You are viewing a plain text version of this content. The canonical link for it is here.

Posted to common-user@hadoop.apache.org by CubicDesign <cu...@gmail.com> on 2009/09/14 23:03:55 UTC

HadoopDB and similar stuff

Hi.

Anybody has experience a DB that can handle large amounts of data on top 
of Hadoop?
HBase and Hive is nice but they also lack of some features. HadoopDB 
seems to bring some equilibrium. However, it seems to be still an infant 
project.

Any thoughts?

Re: HadoopDB and similar stuff

Posted by Ted Dunning <te...@gmail.com>.

Great description.

On Tue, Sep 15, 2009 at 12:01 PM, Edward Capriolo <ed...@gmail.com>wrote:

>
> I often describe Hive query language in this way:
>
> "If you know SQL I can teach you Hive-QL rather quickly."




-- 
Ted Dunning, CTO
DeepDyve

Re: HadoopDB and similar stuff

Posted by Edward Capriolo <ed...@gmail.com>.

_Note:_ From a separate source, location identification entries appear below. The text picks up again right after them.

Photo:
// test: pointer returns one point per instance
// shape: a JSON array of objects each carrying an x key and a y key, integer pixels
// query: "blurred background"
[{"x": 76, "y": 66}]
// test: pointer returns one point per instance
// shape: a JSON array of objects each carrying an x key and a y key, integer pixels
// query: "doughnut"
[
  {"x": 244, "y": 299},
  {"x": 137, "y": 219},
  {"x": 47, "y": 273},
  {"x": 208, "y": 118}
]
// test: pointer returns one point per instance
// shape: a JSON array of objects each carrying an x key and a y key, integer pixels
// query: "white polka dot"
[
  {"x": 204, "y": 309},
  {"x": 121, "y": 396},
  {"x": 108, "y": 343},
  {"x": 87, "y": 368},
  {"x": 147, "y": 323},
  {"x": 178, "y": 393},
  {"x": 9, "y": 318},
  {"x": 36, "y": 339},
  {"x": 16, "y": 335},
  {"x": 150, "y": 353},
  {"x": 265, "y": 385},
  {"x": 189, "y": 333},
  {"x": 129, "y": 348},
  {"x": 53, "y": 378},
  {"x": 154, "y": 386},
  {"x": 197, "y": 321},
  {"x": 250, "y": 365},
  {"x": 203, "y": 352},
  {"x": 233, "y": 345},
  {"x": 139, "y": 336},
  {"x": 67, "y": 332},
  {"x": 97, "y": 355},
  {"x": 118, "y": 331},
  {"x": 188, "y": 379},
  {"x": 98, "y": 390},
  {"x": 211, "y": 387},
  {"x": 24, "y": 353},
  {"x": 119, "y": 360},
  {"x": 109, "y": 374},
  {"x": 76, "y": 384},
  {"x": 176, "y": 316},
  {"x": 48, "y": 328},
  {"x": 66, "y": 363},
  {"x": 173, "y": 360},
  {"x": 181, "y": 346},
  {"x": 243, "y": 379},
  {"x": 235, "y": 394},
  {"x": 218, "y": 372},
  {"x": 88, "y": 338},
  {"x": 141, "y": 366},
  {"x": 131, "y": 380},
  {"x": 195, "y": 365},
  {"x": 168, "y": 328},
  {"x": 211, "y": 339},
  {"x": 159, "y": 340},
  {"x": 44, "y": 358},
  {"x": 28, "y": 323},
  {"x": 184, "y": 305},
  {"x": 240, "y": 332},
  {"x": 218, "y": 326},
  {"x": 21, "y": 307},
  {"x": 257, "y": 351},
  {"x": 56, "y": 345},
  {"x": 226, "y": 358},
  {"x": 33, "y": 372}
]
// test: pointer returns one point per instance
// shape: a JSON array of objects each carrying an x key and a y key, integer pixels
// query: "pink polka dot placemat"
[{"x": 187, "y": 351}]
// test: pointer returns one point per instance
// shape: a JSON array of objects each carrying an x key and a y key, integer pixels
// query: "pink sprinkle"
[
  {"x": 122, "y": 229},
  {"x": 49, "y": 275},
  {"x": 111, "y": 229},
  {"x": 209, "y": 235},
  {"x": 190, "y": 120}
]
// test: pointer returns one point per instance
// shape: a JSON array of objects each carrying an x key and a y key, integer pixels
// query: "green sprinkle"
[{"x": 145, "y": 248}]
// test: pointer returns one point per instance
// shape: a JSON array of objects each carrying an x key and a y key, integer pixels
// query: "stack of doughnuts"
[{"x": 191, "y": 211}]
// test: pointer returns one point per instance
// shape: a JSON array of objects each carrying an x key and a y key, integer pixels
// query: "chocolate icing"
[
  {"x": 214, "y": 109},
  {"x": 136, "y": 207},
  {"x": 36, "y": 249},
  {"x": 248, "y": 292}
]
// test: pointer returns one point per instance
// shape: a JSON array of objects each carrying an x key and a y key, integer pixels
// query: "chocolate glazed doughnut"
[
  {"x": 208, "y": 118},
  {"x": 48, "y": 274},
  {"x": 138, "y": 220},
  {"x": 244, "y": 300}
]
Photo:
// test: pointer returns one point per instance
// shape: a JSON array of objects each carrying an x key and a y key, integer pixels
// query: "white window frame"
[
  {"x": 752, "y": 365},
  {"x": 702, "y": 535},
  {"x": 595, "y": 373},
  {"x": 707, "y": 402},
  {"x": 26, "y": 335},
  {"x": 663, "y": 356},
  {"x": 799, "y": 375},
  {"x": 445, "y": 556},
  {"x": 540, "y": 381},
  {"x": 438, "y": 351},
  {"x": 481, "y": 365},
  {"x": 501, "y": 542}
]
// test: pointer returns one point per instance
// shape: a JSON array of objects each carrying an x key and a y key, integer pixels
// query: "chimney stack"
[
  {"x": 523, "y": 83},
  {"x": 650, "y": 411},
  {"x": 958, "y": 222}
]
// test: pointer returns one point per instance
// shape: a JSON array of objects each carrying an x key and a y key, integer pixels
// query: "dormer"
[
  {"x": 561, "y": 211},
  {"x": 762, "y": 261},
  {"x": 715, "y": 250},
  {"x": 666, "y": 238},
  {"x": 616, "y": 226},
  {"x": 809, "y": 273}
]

On Tue, Sep 15, 2009 at 12:23 PM, Ted Dunning <te...@gmail.com> wrote:
> I don't need to be amazed.  I am a strong proponent of map-reduce.  People
> forget, but I bought the beer at the first Hadoop summit at Gordon Biersch.
>
> I just don't think that selling Hive or Pig as SQL is fair to the buyer or
> the seller.  They aren't the same and have very different virtues.
>
> On Tue, Sep 15, 2009 at 8:34 AM, Edward Capriolo <ed...@gmail.com>wrote:
>
>> Hive is not 100% SQL, but I would say join the Hive user list and be
>> amazed. New types of joins, theta-join, etc have been added by user
>> request. Most of the time if you can't do something you would expect
>> to do in SQL there is a work around.
>>
>> The flip side is true as well, Hive has specific support that other
>> databases don't :)
>>
>
>
>
> --
> Ted Dunning, CTO
> DeepDyve
>

Ted,

I meant that I am more amazed by it, not that you should be amazed by
it :) There have been several tickets opened up like "Let Hive do
theta Join" and then sometimes, with in days, hive trunk supports it.
That is pretty impressive to me.

As for
>>I just don't think that selling Hive or Pig as SQL is fair to the buyer or
>>the seller.  They aren't the same and have very different virtues.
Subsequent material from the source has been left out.